Live-action anime is something of a matter of course in Japan. And because there’s so much of it, there’s a bit less pressure for every single one to be exceptional. Ideally we’d love every single one to be great. But when they’re more a part of the landscape, failure — or, worse, mediocrity — stings a little bit less. So will an increased number of anime adaptations lessen the anxiety? It depends.
What’s the purpose?
The question here isn’t why Netflix (and others) are making these remakes. Rather, we mean what should the purpose of a live-action anime remake be? There are lots of potential answers. Modernizations. Updates. Really just wanting very much to do it. Having something new to say within the story. Regardless, remakes and adaptations thrive when they bring something new to the table, rather than simply trying to be the best version of what they’re remaking.
Theoretically, these adaptations could bring something very important to the table. But not for us: for everyone else.
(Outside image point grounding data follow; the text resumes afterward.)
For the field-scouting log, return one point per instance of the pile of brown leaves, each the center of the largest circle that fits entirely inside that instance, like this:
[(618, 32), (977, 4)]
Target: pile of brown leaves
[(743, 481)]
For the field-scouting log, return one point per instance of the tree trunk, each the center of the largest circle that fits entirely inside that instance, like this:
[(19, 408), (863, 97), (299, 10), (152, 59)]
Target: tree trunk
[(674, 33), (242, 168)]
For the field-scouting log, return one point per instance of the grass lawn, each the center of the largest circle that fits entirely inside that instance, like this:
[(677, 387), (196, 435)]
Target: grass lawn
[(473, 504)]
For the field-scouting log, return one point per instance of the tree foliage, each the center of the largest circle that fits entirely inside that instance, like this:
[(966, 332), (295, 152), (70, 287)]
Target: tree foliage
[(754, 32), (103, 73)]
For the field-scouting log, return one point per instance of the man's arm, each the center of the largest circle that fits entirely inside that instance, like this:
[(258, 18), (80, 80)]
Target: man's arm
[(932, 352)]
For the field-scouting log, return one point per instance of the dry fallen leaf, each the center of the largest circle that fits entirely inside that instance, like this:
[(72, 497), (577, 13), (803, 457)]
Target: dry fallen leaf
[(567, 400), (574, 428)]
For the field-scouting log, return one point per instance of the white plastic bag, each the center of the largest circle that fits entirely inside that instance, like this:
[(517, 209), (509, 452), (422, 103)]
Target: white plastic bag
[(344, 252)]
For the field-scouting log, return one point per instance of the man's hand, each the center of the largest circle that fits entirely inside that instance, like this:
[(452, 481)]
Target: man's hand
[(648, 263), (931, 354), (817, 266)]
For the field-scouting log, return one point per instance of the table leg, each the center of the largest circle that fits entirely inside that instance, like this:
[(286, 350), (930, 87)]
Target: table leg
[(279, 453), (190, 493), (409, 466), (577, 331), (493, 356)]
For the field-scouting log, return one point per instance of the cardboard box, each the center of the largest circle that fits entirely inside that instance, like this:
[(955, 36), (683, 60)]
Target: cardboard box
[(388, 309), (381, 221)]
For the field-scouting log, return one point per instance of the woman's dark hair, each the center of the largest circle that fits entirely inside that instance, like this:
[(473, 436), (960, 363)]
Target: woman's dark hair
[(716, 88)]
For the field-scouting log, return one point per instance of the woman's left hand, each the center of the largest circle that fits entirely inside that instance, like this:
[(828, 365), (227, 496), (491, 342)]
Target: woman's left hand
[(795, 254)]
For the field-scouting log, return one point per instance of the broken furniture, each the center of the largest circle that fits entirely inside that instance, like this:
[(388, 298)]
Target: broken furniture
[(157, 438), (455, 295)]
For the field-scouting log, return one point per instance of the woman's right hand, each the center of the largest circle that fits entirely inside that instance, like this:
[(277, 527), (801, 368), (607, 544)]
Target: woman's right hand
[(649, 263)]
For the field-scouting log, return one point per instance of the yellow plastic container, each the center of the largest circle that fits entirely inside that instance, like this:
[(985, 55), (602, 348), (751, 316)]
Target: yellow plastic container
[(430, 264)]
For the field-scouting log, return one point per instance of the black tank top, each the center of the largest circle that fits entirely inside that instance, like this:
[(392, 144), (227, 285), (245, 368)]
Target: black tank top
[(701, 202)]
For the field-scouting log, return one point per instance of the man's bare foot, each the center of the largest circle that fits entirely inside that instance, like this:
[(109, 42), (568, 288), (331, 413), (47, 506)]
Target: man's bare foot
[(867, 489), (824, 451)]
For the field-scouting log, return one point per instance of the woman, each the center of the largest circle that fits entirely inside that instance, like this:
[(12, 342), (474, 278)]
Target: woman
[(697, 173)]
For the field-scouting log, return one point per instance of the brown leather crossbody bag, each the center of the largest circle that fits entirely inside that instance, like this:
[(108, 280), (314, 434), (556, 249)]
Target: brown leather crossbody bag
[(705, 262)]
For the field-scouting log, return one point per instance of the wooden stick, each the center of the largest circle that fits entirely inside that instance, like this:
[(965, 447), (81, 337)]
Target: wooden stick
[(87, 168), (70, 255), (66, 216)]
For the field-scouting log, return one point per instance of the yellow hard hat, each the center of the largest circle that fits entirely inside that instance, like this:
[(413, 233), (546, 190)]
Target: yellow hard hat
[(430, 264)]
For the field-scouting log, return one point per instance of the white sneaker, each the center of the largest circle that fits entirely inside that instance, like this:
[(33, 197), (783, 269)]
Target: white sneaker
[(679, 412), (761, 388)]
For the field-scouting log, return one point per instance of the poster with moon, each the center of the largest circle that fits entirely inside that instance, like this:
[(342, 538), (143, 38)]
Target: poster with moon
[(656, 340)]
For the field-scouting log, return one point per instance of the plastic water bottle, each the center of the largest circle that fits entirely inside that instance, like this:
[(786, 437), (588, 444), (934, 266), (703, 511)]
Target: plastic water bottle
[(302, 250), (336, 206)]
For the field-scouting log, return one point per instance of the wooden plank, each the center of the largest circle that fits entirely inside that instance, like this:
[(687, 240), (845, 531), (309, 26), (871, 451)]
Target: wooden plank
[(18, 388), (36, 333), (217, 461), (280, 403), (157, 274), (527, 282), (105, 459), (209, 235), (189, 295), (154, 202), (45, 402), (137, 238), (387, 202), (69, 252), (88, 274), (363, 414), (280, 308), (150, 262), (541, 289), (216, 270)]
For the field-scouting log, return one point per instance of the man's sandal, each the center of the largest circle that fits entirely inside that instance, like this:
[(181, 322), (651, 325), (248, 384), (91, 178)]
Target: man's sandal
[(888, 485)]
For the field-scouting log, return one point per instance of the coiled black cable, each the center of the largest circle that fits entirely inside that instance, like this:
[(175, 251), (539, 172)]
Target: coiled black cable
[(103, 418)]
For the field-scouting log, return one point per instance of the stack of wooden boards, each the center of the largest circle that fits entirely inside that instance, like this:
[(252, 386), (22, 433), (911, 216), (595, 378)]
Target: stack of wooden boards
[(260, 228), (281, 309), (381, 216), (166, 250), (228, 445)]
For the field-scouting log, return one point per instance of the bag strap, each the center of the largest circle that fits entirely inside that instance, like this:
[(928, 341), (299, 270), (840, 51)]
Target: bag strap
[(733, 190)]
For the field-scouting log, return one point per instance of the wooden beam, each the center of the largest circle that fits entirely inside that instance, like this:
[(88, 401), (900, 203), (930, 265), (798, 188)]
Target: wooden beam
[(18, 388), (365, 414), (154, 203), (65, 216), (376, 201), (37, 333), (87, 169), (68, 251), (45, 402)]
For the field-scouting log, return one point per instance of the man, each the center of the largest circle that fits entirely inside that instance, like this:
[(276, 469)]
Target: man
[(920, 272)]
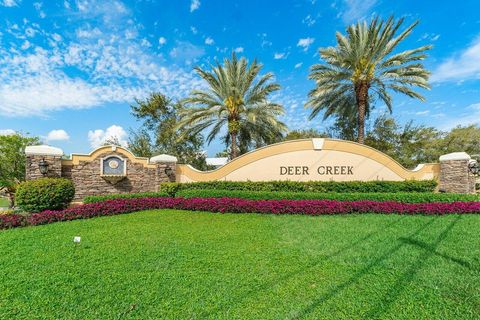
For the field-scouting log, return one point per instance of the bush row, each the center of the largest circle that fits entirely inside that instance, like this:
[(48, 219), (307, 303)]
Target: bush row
[(45, 193), (308, 186), (412, 197), (234, 205), (94, 199)]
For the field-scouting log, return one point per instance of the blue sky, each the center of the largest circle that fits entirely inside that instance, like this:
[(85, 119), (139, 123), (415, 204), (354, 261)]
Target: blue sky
[(70, 69)]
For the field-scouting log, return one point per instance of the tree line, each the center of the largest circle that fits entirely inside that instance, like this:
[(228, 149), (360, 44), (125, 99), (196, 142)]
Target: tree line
[(236, 106)]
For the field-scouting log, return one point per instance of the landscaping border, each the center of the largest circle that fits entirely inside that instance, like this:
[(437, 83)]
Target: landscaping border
[(234, 205)]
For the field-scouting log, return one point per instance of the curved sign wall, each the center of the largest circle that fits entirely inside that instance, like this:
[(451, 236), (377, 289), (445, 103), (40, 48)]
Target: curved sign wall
[(311, 160)]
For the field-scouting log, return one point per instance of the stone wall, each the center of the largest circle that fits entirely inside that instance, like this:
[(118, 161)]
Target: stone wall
[(455, 175), (142, 175), (33, 169)]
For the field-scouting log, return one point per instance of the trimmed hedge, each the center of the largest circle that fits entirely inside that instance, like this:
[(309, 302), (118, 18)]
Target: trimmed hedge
[(309, 186), (94, 199), (233, 205), (412, 197), (44, 194)]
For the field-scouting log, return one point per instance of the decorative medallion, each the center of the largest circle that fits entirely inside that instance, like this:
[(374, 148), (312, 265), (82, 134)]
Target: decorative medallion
[(113, 164)]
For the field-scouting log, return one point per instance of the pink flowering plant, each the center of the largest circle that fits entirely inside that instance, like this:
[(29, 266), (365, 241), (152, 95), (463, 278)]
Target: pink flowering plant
[(235, 205)]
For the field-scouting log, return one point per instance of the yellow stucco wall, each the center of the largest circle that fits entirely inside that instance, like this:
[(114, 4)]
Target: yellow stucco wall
[(353, 162)]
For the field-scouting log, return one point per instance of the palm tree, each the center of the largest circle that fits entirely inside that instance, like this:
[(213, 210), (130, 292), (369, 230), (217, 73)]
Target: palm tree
[(235, 100), (362, 68)]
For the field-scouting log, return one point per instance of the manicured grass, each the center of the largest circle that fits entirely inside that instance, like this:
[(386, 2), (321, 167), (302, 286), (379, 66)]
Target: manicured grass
[(177, 264)]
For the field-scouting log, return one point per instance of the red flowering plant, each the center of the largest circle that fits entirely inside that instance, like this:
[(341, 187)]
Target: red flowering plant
[(235, 205)]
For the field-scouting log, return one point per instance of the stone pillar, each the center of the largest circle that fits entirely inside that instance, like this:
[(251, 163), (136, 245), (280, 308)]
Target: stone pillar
[(165, 169), (455, 175), (52, 155)]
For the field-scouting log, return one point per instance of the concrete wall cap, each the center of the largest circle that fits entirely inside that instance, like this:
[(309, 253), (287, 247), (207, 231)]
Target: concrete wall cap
[(163, 158), (43, 150), (318, 143), (455, 156)]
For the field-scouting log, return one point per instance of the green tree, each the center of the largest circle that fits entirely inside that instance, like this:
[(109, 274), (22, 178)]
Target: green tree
[(461, 138), (410, 144), (304, 134), (237, 99), (161, 133), (363, 68), (12, 162)]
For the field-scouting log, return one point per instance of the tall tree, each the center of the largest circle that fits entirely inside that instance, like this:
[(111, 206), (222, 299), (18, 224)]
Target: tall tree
[(160, 132), (12, 162), (305, 134), (362, 67), (237, 98), (409, 144)]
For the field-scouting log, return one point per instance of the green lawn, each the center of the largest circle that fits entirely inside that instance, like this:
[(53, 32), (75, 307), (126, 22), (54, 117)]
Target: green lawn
[(176, 264), (4, 202)]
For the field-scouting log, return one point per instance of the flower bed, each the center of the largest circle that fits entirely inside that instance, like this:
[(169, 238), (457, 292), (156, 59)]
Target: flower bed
[(234, 205), (408, 197)]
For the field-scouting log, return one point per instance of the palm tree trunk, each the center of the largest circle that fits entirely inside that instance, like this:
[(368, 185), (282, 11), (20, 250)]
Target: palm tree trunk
[(233, 151), (361, 92)]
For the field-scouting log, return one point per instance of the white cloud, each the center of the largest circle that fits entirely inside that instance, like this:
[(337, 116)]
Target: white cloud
[(186, 52), (461, 66), (430, 37), (86, 68), (469, 117), (422, 113), (9, 3), (58, 135), (356, 9), (305, 43), (26, 44), (209, 41), (7, 132), (194, 5), (98, 137), (309, 21)]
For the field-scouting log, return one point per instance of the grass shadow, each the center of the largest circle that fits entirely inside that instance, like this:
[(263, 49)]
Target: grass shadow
[(383, 305), (358, 275), (278, 281)]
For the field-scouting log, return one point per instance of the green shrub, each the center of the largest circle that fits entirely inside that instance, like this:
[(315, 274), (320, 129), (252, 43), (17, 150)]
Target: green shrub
[(411, 197), (309, 186), (44, 194), (171, 188), (94, 199)]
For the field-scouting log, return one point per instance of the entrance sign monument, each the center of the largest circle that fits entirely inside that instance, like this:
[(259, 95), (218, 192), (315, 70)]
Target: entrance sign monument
[(114, 169)]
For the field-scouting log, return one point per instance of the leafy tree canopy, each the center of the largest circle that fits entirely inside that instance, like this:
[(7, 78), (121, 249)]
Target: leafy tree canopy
[(160, 132), (13, 160)]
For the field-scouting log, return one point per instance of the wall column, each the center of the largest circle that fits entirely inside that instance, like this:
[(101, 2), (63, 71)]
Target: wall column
[(35, 154), (455, 175), (165, 169)]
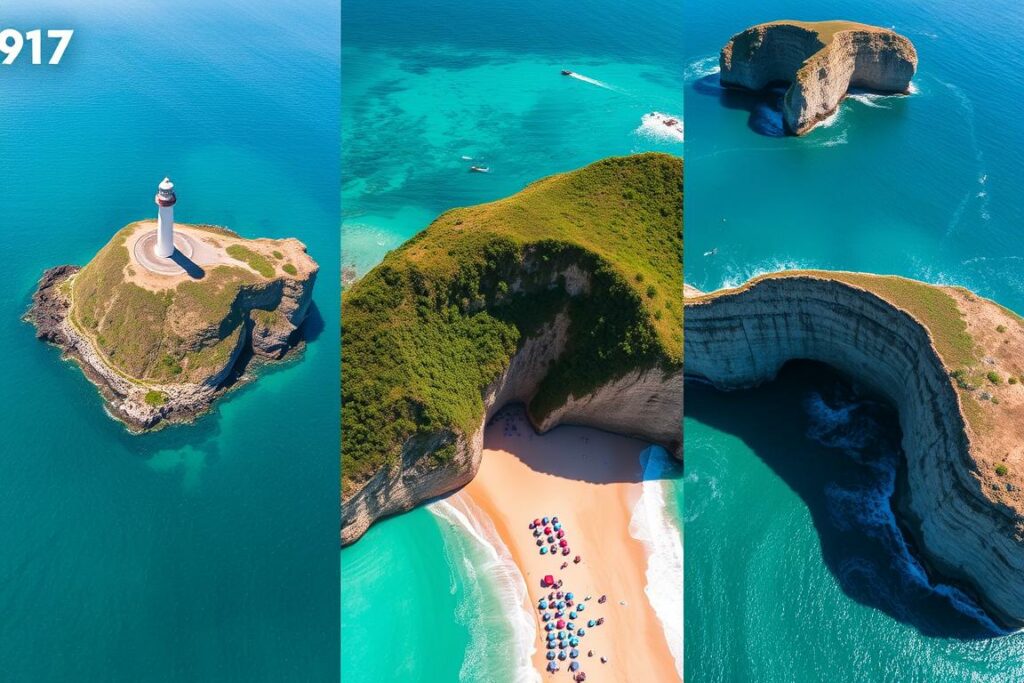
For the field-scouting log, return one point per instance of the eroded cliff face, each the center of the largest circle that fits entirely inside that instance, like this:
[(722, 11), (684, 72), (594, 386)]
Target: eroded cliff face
[(741, 338), (267, 317), (645, 403), (820, 61)]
Will you listen to their stories?
With Cowboy Bebop, Netflix is doing something a lot of us have been trying to do for more than 25 years: convincing our families to watch Cowboy Bebop.
Anime may be entering the mainstream. But there’s still the concept of anime being something one does or doesn’t watch, as opposed to one of many media you can use to tell a story. No matter how good a story is, if it’s anime, it’s a hard sell to some people. If done right, Cowboy Bebop — and One Piece, and Gundam, and so on — will meet people halfway. And maybe, if people see what kinds of stories anime can tell, they’ll be more inclined to close that distance on their own in the future.
Cowboy Bebop hits Netflix this Friday, November 19.